Court Opinion

ID: 3979934
Source: CourtListenerOpinion
Date Created: 2016-07-06 10:36:58.281281+00
Date Added: 2024-06-11T07:44:11.747725
License: Public Domain

In Seale v. Ry. Co., 65 Tex. 274, 57 Am.Rep. 602, the plaintiff, suing for damages for the death of her daughter, alleged in her petition that the daughter, 15 years of age, was fatally burned while exercising due care in fighting fire negligently set out by the defendant, and which was destroying property belonging to the plaintiff. The Supreme Court concluded that the proximate cause of the daughter's death was her attempt to put out the fire, and not the negligence of the defendant in starting it, and affirmed the judgment of the trial court sustaining exceptions to the plaintiff's petition. After stating that "the tendency of our courts" is "not to regard the original negligent act as the proximate cause, where any new agency, not within the reasonable contemplation of the original wrongdoer, has intervened to bring about the injury," the Supreme Court said:
"From the allegations of the present petition, it is clear that but for the attempt of the deceased to put out the fire, her death would not have ensued.
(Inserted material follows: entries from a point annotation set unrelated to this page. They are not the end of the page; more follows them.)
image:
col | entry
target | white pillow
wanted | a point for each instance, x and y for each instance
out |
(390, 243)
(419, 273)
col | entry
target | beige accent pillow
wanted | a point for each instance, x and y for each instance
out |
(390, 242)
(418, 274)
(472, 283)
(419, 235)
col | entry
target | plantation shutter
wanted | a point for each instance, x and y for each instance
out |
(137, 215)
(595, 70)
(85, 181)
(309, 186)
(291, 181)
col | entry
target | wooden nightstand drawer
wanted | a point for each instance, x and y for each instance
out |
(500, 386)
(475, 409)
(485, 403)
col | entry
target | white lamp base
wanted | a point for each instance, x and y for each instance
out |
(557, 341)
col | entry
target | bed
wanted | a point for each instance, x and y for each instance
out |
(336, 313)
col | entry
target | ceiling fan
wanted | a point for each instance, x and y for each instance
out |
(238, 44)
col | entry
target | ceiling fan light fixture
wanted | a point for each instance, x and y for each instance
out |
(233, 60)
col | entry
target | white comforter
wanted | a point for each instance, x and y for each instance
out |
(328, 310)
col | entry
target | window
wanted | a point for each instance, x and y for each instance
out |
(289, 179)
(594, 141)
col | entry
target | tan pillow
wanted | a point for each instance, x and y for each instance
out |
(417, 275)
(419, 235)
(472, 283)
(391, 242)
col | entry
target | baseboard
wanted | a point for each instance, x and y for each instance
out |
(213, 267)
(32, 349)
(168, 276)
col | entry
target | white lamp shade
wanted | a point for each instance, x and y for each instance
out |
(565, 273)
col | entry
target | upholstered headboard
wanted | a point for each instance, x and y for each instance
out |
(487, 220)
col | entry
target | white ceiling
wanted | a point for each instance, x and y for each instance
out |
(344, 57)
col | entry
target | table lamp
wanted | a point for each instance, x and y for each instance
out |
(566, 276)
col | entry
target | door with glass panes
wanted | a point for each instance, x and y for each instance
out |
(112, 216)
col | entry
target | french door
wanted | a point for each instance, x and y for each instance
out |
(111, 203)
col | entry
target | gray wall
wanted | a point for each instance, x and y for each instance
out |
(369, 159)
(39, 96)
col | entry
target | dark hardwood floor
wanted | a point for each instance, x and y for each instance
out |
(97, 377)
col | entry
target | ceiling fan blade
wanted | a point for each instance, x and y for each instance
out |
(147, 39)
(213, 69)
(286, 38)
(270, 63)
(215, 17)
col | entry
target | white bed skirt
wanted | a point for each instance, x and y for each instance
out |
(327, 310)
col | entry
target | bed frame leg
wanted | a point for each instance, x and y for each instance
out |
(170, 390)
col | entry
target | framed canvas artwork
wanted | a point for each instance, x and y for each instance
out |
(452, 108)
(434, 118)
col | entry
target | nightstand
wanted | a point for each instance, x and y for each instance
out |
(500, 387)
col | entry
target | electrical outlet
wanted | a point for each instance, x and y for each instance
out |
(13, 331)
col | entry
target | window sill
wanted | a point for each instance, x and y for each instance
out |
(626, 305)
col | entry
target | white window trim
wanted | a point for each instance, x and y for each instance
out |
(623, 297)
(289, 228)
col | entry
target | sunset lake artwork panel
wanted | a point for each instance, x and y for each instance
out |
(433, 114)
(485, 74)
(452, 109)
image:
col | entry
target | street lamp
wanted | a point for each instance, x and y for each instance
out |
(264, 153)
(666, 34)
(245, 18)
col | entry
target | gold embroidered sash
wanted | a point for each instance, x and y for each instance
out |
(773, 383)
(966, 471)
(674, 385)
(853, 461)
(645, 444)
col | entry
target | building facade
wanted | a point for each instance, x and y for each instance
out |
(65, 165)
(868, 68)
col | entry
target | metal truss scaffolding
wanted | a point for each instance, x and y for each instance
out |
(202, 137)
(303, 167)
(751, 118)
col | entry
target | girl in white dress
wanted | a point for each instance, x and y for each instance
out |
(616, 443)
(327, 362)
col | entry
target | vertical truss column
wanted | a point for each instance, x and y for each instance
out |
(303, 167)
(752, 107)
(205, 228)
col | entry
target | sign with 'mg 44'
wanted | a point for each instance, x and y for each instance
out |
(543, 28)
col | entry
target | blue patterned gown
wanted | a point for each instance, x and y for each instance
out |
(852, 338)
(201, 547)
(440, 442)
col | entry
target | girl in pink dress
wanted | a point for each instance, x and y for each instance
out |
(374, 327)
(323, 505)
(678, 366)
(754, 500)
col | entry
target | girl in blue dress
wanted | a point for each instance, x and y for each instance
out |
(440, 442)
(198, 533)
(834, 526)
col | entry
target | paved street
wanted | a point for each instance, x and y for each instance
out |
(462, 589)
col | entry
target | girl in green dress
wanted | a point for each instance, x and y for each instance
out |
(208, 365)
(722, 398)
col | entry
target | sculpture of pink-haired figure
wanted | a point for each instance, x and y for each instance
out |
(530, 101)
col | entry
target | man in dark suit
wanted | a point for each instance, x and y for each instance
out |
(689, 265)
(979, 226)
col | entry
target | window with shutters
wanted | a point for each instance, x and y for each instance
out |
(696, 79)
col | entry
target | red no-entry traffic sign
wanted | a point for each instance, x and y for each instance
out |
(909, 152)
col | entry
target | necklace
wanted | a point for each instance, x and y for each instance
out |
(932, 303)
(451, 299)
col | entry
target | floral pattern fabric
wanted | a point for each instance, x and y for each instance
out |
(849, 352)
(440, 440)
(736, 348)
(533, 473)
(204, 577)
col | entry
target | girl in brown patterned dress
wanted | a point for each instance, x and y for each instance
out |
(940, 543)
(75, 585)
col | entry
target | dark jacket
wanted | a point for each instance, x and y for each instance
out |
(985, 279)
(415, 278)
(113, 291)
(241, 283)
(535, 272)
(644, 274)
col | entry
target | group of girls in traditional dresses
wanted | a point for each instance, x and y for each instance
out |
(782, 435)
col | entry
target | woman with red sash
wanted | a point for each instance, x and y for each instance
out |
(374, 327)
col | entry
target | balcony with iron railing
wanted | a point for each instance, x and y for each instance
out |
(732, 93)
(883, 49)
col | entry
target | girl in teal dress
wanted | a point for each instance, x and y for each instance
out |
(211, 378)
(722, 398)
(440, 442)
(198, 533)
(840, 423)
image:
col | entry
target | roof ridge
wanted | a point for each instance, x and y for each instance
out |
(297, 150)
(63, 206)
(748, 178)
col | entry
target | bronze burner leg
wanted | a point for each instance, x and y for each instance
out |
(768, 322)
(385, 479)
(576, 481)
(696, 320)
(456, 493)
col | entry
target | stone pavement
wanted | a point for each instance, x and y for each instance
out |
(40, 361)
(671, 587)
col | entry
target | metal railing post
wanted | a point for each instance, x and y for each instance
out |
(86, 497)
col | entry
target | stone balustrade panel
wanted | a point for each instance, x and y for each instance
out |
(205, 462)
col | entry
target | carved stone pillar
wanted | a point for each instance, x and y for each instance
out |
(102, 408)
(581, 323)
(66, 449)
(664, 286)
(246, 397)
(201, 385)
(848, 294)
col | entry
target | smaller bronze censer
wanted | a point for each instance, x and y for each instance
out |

This act of hers was the new agency, which, supervening upon the original wrongful act of the appellee, brought about the misfortune of which the appellant complains. The defendant should have anticipated that its negligence would endanger the property of the plaintiff. It should have anticipated that plaintiff, and perhaps others, would attempt to extinguish the fire and thereby save her property. But could it have anticipated that in this attempt the life of any one would be lost? * * * That one exercising due care, and incurring no risks, in extinguishing a fire, should have the flames communicated to her clothes, and thereby lose her life, is something so improbable that the anticipation of it should not be charged to any one under such circumstances. Such a thing might happen, but it would be only from some casualty which could not possibly be foreseen; and, in such cases, as we have seen, the original negligence cannot be regarded as the proximate cause of the injury."
We see no material difference between the facts, as alleged, of the Seale Case and this one, and therefore feel bound to hold that the trial court did not err when he dismissed appellants' suit.